Ma gli anni erano passati,
accavallandosi l’uno sull’altro e confondendosi, passato e futuro, presente e
ricordo, speranza e delusione, e alla fine, quell’uomo stanco, coi capelli
scuri tagliati a scodella ingrigiti dal tempo, si era accasciato ai piedi della
lapide, le spalle piegate dall’età e dal dolore della perdita.
Lo avevano deposto con tutti gli onori
accanto a quella candida tomba con l’incisione di un fiore di loto posta sotto
il simbolo di Konoha.
Il giorno del funerale del povero
Maestro privato di ogni speranza, i bambini giurarono di aver visto l’ombra dal
taglio a scodella carezzarne la lapide, ridendo e piangendo insieme.

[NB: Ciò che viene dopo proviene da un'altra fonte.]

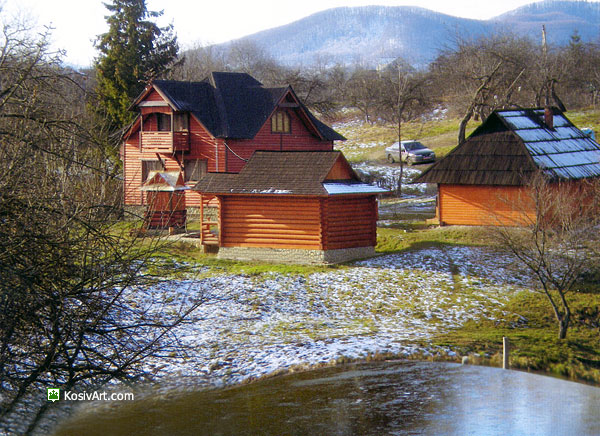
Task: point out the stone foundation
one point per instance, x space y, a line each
280 255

Ma nessuno aveva creduto alle storie
di quei piccoli guerrieri.
Era bastato l’esempio del loro amico
adulto e piegato dal dolore per dissuaderli dal provare qualche speranza di
rivedere, anche solo per una volta, il loro compagno dai capelli neri e le
folte sopracciglia.
La fantasia non era reale, come invece
lo erano il dolore e la morte. Era inutile rincorrere un ricordo.
La perdita del Maestro lo aveva
dimostrato.
Però quella figura c’era.
Era lì.
E aspettava.
Aspettava da molti anni, ma non era
impaziente.
Sapeva che prima o poi, la sua attesa
sarebbe stata ricompensata, doveva stare solo lì, fermo, immobile, in silenzio,
ad aspettare senza fretta.
E in quel tramonto rosseggiante, la
sua attese ebbe finalmente fine.
Levò gli occhi verso il ragazzo dai
capelli rossi e gli occhi di ghiaccio comparso d’improvviso davanti a lui, che
lo fissava in silenzio.
L’ombra, quieta, sorrise.
-Ti perdono il ritardo, questa volta-
Da quella sera, i bambini non videro
più ricomparire la figura solitaria davanti alla lapide del Loto.
Dapprima si rattristarono, perché per
loro era come aver perso un amico silenzioso che li guardava sempre con un
sorriso radioso sul viso, poi si rallegrarono e risero, risero tanto, perché l’ombra
dal taglio a scodella aveva finalmente trovato ciò che cercava.
Rideva anche la piccola nipote
dell’Hokage Uzumaki, mentre trotterellava verso casa con la manina stretta in
quella rugosa della nonna Hinata, che le sorrideva dolcemente attraverso le
labbra secche, gli occhi simili a specchi perlati, arrossati per il pianto.
La piccola rideva e la nonna piangeva.
Piangeva,
perché solo qualche giorno prima era arrivata al Palazzo dell’Hokage la notizia
che il Kazekage Sabaku no Gaara si era spento nel silenzio della sua stanza.